The idea of our ensemble is to be able to combine models with large receptive field (more context), as the densely connected model, with very expressive models, i.e. models with many deep features (VGG-like) so that each model compensate for the weaknesses of the others.
3 Experiments and Results
3.1 Data
Our system was evaluated on the data from the Brain Tumor Segmentation Challenge 2018 (BRATS) [2,3,4, 11]. As in previous editions, the training set consists of 210 cases with high grade glioma (HGG) and 75 cases with low grade glioma (LGG), for which manual segmentations are provided.
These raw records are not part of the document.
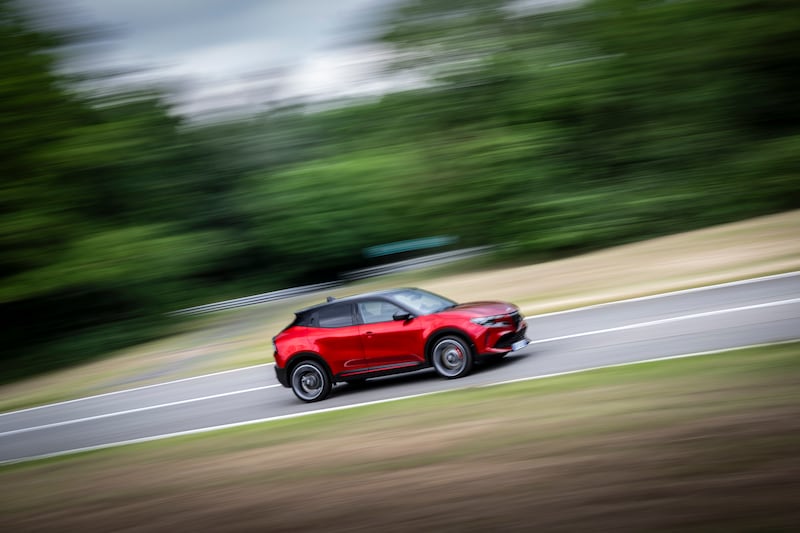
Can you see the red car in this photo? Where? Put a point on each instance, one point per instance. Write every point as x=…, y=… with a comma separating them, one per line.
x=388, y=332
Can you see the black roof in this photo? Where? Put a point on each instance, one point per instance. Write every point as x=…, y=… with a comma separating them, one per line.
x=356, y=298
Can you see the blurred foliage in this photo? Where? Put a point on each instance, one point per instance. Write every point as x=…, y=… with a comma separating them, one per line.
x=546, y=132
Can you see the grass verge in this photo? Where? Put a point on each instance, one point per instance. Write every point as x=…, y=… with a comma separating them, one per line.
x=704, y=444
x=757, y=247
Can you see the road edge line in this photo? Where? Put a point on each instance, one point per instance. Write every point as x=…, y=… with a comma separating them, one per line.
x=376, y=402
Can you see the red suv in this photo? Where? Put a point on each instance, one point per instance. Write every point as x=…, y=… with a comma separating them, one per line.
x=388, y=332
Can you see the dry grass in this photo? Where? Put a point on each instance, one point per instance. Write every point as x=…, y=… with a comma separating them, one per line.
x=705, y=444
x=741, y=250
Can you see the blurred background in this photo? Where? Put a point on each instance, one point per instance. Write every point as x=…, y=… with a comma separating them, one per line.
x=157, y=155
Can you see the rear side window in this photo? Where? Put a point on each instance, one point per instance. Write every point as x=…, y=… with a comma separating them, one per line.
x=335, y=316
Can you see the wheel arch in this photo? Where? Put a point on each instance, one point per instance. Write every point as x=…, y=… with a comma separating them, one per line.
x=443, y=332
x=299, y=357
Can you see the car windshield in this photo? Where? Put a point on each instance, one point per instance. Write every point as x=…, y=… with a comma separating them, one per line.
x=422, y=302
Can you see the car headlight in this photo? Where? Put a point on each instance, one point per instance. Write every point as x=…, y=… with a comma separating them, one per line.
x=497, y=321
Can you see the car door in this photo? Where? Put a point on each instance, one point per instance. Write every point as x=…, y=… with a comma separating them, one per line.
x=337, y=337
x=388, y=342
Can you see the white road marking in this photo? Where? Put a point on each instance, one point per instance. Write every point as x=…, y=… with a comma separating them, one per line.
x=129, y=411
x=84, y=398
x=577, y=309
x=374, y=402
x=538, y=341
x=668, y=320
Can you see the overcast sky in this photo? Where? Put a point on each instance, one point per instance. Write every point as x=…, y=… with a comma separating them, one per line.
x=229, y=53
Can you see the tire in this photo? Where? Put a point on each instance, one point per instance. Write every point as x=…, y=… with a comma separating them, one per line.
x=310, y=381
x=452, y=356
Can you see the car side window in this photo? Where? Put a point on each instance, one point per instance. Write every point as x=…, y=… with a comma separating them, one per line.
x=377, y=311
x=335, y=316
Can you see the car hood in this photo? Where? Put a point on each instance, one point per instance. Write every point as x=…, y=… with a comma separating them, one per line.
x=477, y=309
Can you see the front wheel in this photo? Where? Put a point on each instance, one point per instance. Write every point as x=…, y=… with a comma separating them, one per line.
x=310, y=381
x=452, y=357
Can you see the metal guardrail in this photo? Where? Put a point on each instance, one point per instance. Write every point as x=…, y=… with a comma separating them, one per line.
x=398, y=266
x=255, y=299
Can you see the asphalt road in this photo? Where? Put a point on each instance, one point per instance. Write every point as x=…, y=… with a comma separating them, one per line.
x=715, y=318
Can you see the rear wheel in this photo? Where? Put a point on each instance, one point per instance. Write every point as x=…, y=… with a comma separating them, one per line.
x=310, y=381
x=452, y=356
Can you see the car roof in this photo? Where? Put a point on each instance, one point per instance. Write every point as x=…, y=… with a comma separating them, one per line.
x=356, y=298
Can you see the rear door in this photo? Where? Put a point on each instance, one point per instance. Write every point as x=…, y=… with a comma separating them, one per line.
x=387, y=342
x=337, y=337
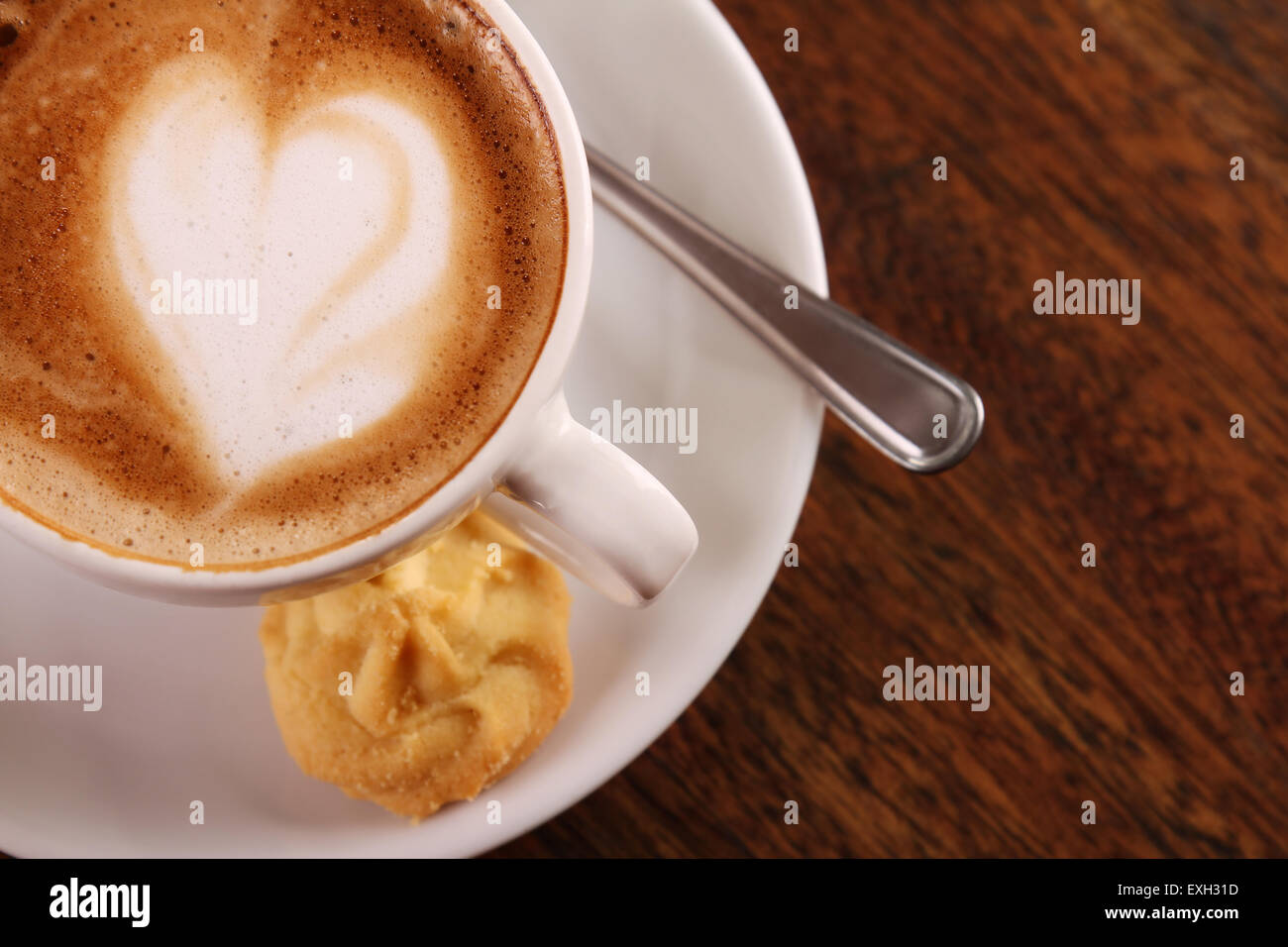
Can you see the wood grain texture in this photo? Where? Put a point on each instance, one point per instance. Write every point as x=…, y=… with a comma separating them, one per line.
x=1108, y=684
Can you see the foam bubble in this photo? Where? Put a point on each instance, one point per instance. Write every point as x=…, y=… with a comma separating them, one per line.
x=334, y=236
x=224, y=166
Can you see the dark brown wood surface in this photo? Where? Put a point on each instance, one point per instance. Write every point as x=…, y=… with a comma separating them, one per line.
x=1111, y=684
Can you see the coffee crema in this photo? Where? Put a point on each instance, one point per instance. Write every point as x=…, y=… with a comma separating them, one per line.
x=270, y=272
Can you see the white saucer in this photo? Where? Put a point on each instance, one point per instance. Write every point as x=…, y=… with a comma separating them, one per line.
x=184, y=710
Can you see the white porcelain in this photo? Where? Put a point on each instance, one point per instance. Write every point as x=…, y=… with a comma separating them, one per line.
x=601, y=515
x=185, y=714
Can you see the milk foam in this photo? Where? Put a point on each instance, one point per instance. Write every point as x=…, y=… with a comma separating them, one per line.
x=343, y=266
x=224, y=166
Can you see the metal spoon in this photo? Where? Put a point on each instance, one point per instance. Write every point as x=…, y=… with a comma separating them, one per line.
x=905, y=405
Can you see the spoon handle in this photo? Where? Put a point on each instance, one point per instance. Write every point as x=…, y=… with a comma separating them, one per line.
x=905, y=405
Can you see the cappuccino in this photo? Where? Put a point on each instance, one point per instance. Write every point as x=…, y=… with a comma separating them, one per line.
x=270, y=272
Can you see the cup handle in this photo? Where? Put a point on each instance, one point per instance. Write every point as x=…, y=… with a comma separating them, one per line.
x=584, y=502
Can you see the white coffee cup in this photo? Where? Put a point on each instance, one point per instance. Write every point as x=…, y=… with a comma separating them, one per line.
x=568, y=492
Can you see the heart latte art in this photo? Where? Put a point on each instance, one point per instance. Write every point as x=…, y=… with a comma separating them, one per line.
x=269, y=272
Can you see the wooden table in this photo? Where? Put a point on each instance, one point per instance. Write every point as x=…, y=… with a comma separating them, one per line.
x=1112, y=684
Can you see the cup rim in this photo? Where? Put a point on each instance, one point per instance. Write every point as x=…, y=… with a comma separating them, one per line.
x=463, y=489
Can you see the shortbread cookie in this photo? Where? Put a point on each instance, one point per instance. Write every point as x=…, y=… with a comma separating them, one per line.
x=429, y=682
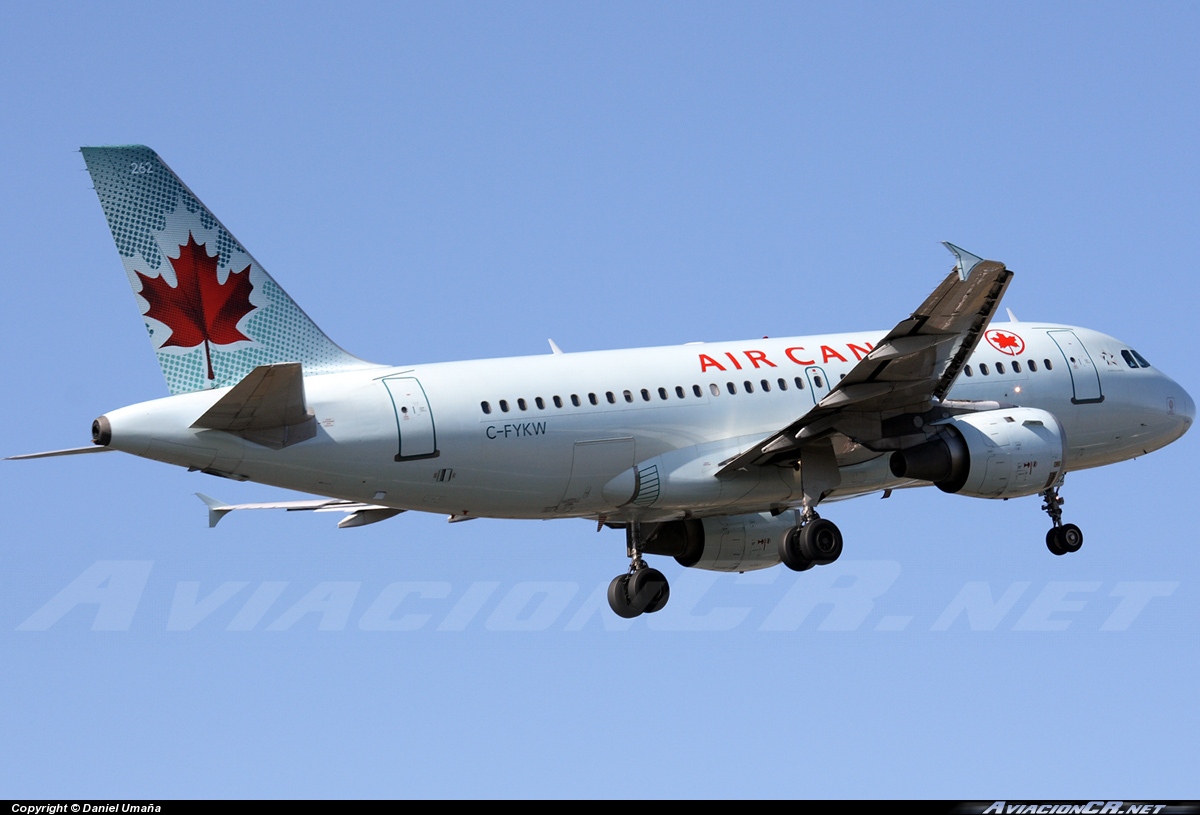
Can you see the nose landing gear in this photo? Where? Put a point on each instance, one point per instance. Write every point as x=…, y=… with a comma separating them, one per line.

The segmentations include the following tumor tissue labels: (1) necrotic core and non enhancing tumor, (2) edema, (4) enhancing core. Label 3 is not used. The validation set consists of 66 cases, both HGG and LGG but the grade is not revealed. For each subject, four MRI sequences are available, FLAIR, T1, T1 contrast enhanced (T1ce) and T2. The datasets are pre-processed by the organisers and provided as skull-stripped, registered to a common space and resampled to isotropic 1mm3 resolution. Dimensions of each volume are \(240\times 240 \times 155\).
3.2 Implementation Detais
We implemented everything in python. Input/output data for MRI scans was handled with the nibabel library [7] and neural networks were implemented using tensorflow [1]. The code used in this work has been dockerized and released to the challenge organizers so it will be available to the community.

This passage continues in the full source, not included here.